Application of a Multiscale Physiologically-Based Bone and Calcium Systems Model to Guide the Development of GnRH receptor modulators for the Management of Endometriosis
Matthew Riggs (1), Meg Bennetts (2), Steven W. Martin (2), Piet H. Van Der Graaf (2)
(1)Metrum Research Group, LLC, Tariffville, CT, USA ; (2)Pfizer, Pharmacometrics, Global Clinical Pharmacology, Sandwich, UK
Objectives: To provide model-based decision support toward the selection of doses, endpoints and study durations for gonadotropin releasing hormone (GnRH) antagonist clinical programs intended for the management of endometriosis (EM).

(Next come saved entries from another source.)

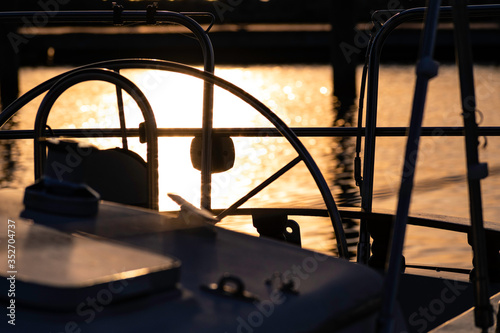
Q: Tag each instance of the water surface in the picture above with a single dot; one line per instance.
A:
(301, 96)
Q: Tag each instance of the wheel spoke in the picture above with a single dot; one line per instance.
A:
(259, 188)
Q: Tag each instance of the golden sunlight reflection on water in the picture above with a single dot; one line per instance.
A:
(301, 96)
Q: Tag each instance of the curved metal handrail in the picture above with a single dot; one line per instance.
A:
(91, 74)
(238, 92)
(94, 16)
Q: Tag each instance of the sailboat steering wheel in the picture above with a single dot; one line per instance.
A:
(283, 129)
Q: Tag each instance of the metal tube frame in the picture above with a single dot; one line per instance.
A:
(183, 19)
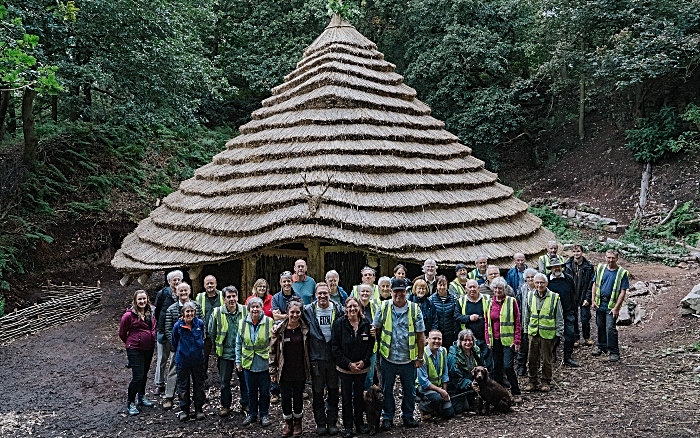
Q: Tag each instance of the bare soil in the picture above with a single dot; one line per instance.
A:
(70, 381)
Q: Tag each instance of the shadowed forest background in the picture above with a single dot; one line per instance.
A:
(105, 106)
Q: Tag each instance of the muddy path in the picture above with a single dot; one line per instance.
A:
(70, 381)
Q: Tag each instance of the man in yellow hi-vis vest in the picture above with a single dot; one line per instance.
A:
(610, 287)
(399, 326)
(223, 329)
(432, 380)
(543, 319)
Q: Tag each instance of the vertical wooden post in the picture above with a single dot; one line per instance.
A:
(384, 269)
(315, 260)
(248, 276)
(195, 272)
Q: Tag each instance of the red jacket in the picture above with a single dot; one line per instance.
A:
(137, 334)
(267, 304)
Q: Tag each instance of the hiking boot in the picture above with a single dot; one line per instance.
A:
(131, 409)
(298, 427)
(386, 425)
(250, 419)
(570, 363)
(141, 400)
(288, 428)
(410, 422)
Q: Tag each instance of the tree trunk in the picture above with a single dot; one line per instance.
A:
(87, 111)
(12, 121)
(643, 191)
(54, 108)
(4, 104)
(581, 109)
(74, 103)
(31, 143)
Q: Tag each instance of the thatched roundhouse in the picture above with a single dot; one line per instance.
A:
(343, 166)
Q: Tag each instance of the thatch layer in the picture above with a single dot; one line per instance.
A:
(345, 153)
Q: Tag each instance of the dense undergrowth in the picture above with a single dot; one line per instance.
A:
(666, 243)
(92, 171)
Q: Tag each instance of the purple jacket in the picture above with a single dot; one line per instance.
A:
(137, 334)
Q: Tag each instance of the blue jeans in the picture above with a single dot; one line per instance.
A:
(226, 368)
(585, 323)
(607, 330)
(369, 379)
(407, 375)
(258, 392)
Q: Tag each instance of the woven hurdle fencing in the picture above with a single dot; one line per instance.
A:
(82, 300)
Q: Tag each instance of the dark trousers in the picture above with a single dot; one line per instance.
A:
(139, 362)
(503, 362)
(258, 384)
(184, 373)
(585, 313)
(432, 403)
(407, 375)
(324, 376)
(522, 354)
(352, 385)
(540, 352)
(607, 331)
(486, 354)
(226, 368)
(292, 398)
(569, 336)
(208, 345)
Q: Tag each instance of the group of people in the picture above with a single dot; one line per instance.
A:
(429, 332)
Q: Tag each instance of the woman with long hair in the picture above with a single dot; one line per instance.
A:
(137, 329)
(289, 366)
(262, 290)
(353, 346)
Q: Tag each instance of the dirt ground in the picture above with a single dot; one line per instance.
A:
(70, 381)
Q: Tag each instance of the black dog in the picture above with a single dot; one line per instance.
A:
(490, 393)
(373, 408)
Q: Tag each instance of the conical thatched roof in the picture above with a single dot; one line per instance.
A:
(342, 152)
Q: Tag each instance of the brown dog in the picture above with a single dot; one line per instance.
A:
(373, 408)
(490, 393)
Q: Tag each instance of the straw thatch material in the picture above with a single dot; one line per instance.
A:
(342, 152)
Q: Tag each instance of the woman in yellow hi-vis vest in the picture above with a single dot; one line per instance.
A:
(252, 356)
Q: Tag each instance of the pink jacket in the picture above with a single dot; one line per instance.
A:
(135, 333)
(496, 321)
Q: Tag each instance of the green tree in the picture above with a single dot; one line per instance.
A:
(463, 58)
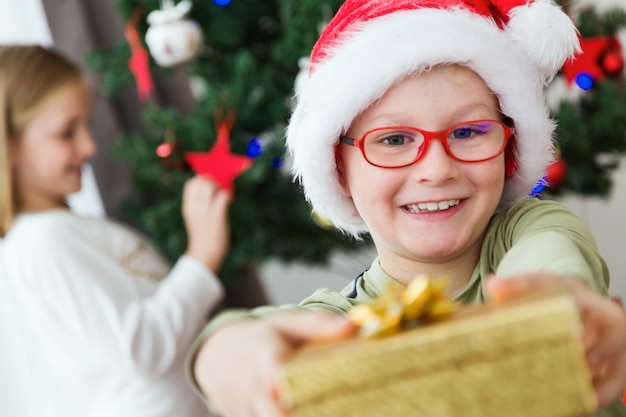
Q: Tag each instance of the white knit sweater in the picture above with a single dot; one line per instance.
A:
(92, 324)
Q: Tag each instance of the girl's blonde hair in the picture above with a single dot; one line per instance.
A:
(29, 74)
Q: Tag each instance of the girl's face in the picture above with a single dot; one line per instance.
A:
(391, 201)
(47, 159)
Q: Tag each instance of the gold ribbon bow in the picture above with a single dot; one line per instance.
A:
(400, 308)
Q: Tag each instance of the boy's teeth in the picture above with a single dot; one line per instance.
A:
(432, 206)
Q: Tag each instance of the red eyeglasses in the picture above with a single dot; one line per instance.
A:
(400, 146)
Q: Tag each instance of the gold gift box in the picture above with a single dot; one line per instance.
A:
(518, 360)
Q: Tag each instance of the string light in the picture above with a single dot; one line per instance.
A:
(584, 81)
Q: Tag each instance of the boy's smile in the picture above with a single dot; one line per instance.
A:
(429, 216)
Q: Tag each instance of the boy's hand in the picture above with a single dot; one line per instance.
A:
(603, 319)
(205, 212)
(238, 366)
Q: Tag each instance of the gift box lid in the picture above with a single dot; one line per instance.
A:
(524, 358)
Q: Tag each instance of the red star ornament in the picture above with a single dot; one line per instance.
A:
(219, 163)
(588, 60)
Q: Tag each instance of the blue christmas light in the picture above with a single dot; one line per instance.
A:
(277, 162)
(541, 185)
(584, 81)
(254, 148)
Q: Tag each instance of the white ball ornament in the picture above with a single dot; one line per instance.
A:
(171, 38)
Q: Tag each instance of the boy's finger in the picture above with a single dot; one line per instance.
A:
(312, 326)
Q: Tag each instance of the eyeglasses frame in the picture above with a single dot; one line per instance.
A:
(428, 137)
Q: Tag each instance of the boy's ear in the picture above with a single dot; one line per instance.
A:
(340, 171)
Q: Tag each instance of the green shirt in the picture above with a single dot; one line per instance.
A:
(532, 235)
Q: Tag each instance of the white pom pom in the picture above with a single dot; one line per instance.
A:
(546, 33)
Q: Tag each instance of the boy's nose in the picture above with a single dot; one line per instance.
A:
(435, 165)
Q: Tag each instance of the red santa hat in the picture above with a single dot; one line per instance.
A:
(516, 46)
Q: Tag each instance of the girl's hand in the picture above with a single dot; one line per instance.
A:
(238, 366)
(603, 319)
(205, 212)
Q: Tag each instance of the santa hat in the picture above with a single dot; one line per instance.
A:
(516, 46)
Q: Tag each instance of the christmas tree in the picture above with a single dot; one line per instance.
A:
(591, 130)
(244, 72)
(244, 57)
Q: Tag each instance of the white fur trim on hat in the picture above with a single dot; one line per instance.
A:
(382, 51)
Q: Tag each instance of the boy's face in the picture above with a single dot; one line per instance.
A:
(48, 157)
(406, 208)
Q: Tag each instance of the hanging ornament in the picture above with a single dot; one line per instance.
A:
(556, 172)
(166, 149)
(613, 63)
(219, 163)
(139, 63)
(322, 221)
(171, 38)
(613, 60)
(254, 148)
(585, 68)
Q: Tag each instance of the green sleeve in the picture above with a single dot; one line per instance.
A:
(546, 236)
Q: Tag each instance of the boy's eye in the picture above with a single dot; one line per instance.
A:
(396, 139)
(462, 133)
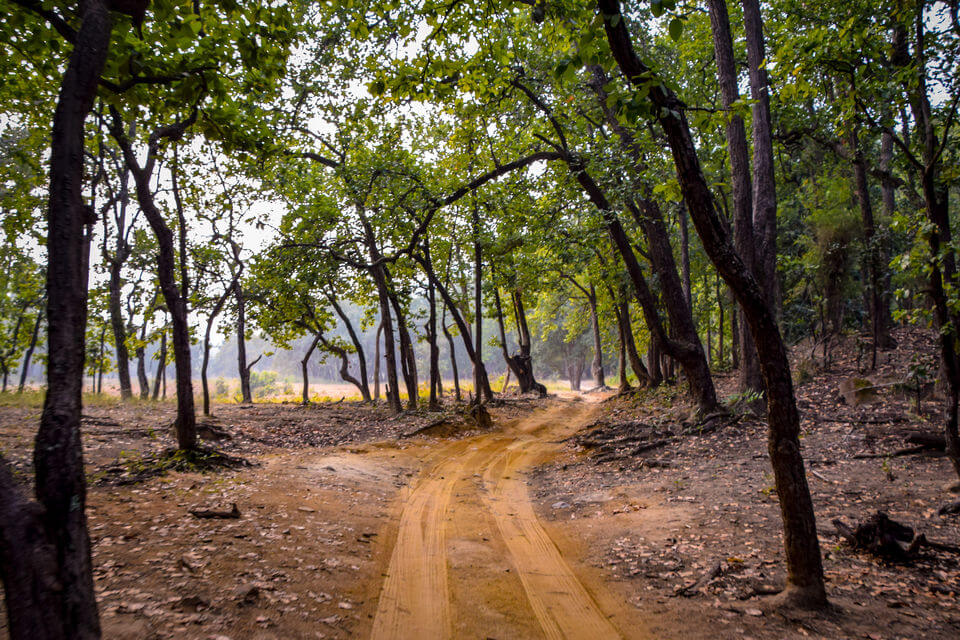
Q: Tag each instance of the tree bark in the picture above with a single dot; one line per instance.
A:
(764, 182)
(358, 347)
(304, 368)
(217, 308)
(161, 363)
(741, 184)
(25, 368)
(805, 586)
(186, 423)
(44, 545)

Methods: A previously reported, multiscale physiologically-based calcium homeostasis and bone remodeling model has recently been adopted to describe the effects of estrogen loss during menopause transition [1]. Longitudinal effects of varying estradiol (E2) reductions caused by GnRH suppression on biomarkers of bone turnover (BM) and bone mineral density (BMD) changes were simulated from this model. The relative percent decreases in E2 affected by varying degrees of GnRH inhibition were used to fit a differential equation linking bone marker changes with BMD effects to publicly available elagolix, leuprolide and triptorelin data using Berkeley Madonna. A larger literature-based database (1988-2006) that included clinical study-level summary data from various GnRH agonist treatments was used to provide an external evaluation of the 6-month BMD predictions from the multiscale model. Additionally, a logistic regression model describing the relationship of estrogen and total endometrial symptom severity score (ESSS) was fit to patient-level data from three clinical studies using WinBUGS 1.4
Results: Suppression of E2 through GnRH-mediated effects (either agonism or antagonism) occurs within the first month of treatment. Bone markers showed an increase at 6 months in bone specific alkaline phosphatase (BSAP) and serum c-telopeptide (CTX) of 39% and 88%, respectively. BM and BMD model predictions were consistent with these observed data. The model results indicated that bone marker changes are delayed compared to the E2 decrease. In addition, within the range of acceptable 6-month BMD, there was minimal early differentiation of BM across doses. An extension of the model adequately predicted the broader literature database, indicating that E2 was a reliable predictor of 6-month BMD. Logistic regression indicated that P(ESSS=0) increased to 26% and 29% at E2 values of 40 and 20 pg/mL, respectively.
Conclusions: E2 was shown to be a reliable early predictor of 6-month BMD change, whereas bone markers, as affected through GnRH inhibition, were projected to change too slowly to provide reliable early dose differentiation. Doses within a GnRH antagonist development program that target E2 in the range of >20 to 40 pg/mL are expected to provide efficacious EM pain response while minimizing BMD effects.
References
[1] M. Riggs, W. R. Gillespie, M. R. Gastonguay, and M. C. Peterson. Extension of a multiscale model of calcium homeostasis and bone remodeling to include the progressive effects of estrogen loss during menopause transition. In Presented at National Institute of General Medical Sciences Quantitative Systems Pharmacology Workshop II, Bethesda, MD, September 2010.